= Hurlbat =

Historical weapon

A hurlbat (or whirlbat, whorlbat) is a weapon of unclear original definition. Older reference works refer to it largely as a type of club, either held in the hand or thrown. Modern usage appears to refer to a type of throwing axe.

==Historical references==
- Hurlebat, Hurlebatte and Hurlebadde are documented as a by-name in English patent rolls as early as 1305, and are attested namely in Berkshire, Essex and Hampshire (i.e., the historical Essex and eastern Wessex) at least until the early 15th century.
- About 1440–1450, the hurlebatte was mentioned in Jacob's Well: An English Treatise on the Cleansing of Man's Conscience, in the context of leisurely swordsmanship: "[P]leying at þe two hande swerd, at swerd & bokelere, & at two pyked staf, at þe hurlebatte [...]."
- The 1538 Dictionary of syr Thomas Elyot knyght uses hurlebatte to translate a Latin word, and describes a throwing/retrieving action: "Adides, short battes of a cubyte longe and an halfe, hauynge pikes of yron in theym, and were tyed to a lyne, that whanne they were throwen, he that did cast thẽ, mought plucke them agayn vnto him, hurlebattes." Adides is a misreading or printing error of aclides (see aklys).
- Thomas Blount's 1707 English dictionary Glossographia Anglicana Nova defined whorlbat as "a kind of Gauntlet with Straps and leaden Plummets, uſed by the ancient Heroes in their ſolemn Games and Exerciſes." (i.e., a cestus).
- An 1837 edition of the Samuel Johnson dictionary simply defined hurlbat (or whirlbat) as "a weapon".
- The 1854 edition of John Craig's dictionary defined hurlbat/whirlbat as "an old kind of weapon".
- The 1856 German-English dictionary of Johann Gottfried Flügel defined whirlbat (or hurlibat) as a club that is swung, such as a mace.
- In 1881, surnames derived from the by-name of 500 years ago were uncommon, and attested mainly throughout North West England to the Midlands (Hurlbutt), in Leicester (Hurlbert, Hurlburt and Hurlbut), Surrey (Hurlbatt) and Tynemouth (Harlbut).
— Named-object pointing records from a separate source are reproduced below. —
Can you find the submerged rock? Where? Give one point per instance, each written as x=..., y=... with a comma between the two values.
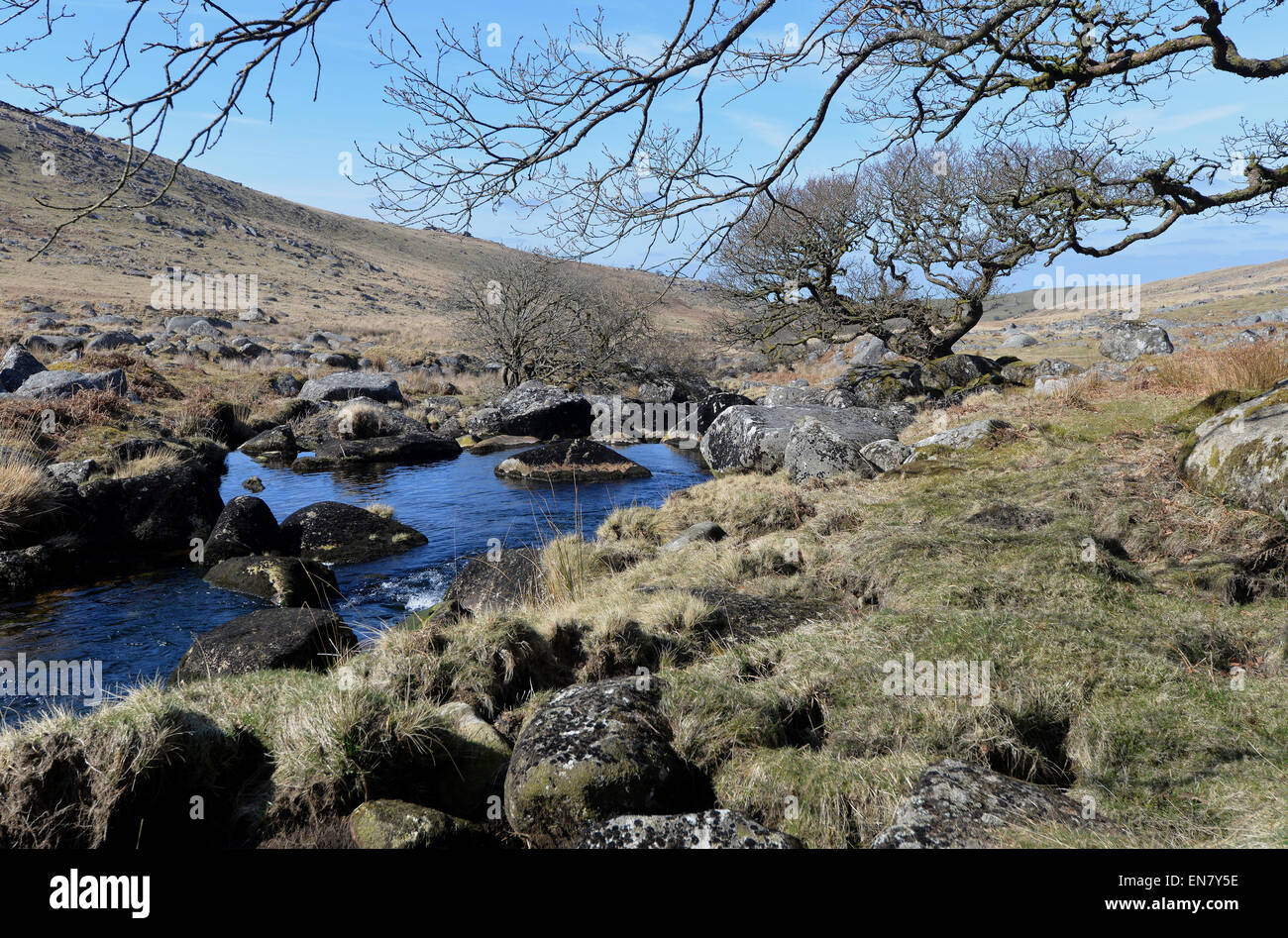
x=309, y=639
x=335, y=532
x=1124, y=342
x=719, y=829
x=513, y=578
x=281, y=580
x=571, y=461
x=245, y=527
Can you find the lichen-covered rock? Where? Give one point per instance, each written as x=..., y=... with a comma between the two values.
x=309, y=639
x=17, y=366
x=335, y=532
x=275, y=445
x=542, y=411
x=956, y=804
x=1125, y=342
x=1241, y=454
x=391, y=825
x=281, y=580
x=590, y=754
x=978, y=433
x=510, y=580
x=756, y=437
x=885, y=454
x=571, y=461
x=344, y=385
x=50, y=384
x=717, y=829
x=245, y=527
x=816, y=453
x=702, y=531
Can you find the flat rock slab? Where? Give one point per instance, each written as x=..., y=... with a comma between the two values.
x=756, y=438
x=571, y=461
x=344, y=385
x=719, y=829
x=307, y=639
x=958, y=805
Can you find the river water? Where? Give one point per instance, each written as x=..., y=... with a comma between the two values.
x=140, y=626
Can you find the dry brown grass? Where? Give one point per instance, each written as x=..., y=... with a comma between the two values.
x=1243, y=366
x=26, y=492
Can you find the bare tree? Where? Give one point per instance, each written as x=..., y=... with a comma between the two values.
x=917, y=236
x=523, y=131
x=541, y=318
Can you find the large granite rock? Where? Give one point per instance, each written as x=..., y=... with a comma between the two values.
x=1124, y=342
x=335, y=532
x=590, y=754
x=815, y=451
x=571, y=461
x=17, y=366
x=756, y=437
x=1241, y=454
x=344, y=385
x=542, y=411
x=510, y=580
x=51, y=384
x=956, y=804
x=279, y=580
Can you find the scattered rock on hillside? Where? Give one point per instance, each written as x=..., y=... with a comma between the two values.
x=513, y=578
x=17, y=366
x=335, y=532
x=571, y=461
x=1125, y=342
x=50, y=384
x=1241, y=454
x=390, y=825
x=592, y=753
x=885, y=454
x=542, y=411
x=277, y=445
x=977, y=433
x=279, y=580
x=719, y=829
x=702, y=531
x=268, y=638
x=956, y=804
x=344, y=385
x=756, y=437
x=816, y=453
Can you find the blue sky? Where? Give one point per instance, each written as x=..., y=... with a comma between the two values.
x=296, y=155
Except for Surrey, whose version is closest to the Medieval original, these regions are to the north of the name's distribution in the 14th-century.
- The 1911 Century Dictionary and Cyclopedia notes it to be "a kind of club or cudgel, so called because whirled around the head. It does not appear that such a weapon was thrown."

Thus, in the Middle Ages, the term referred to an aklys-type spiked club attached to a string, used for throwing and perhaps as target in swordsmanship training. After 1700, however, this meaning became quickly obscure, and eventually the hurlbat was imagined as a bludgeoning weapon that was swung, not thrown.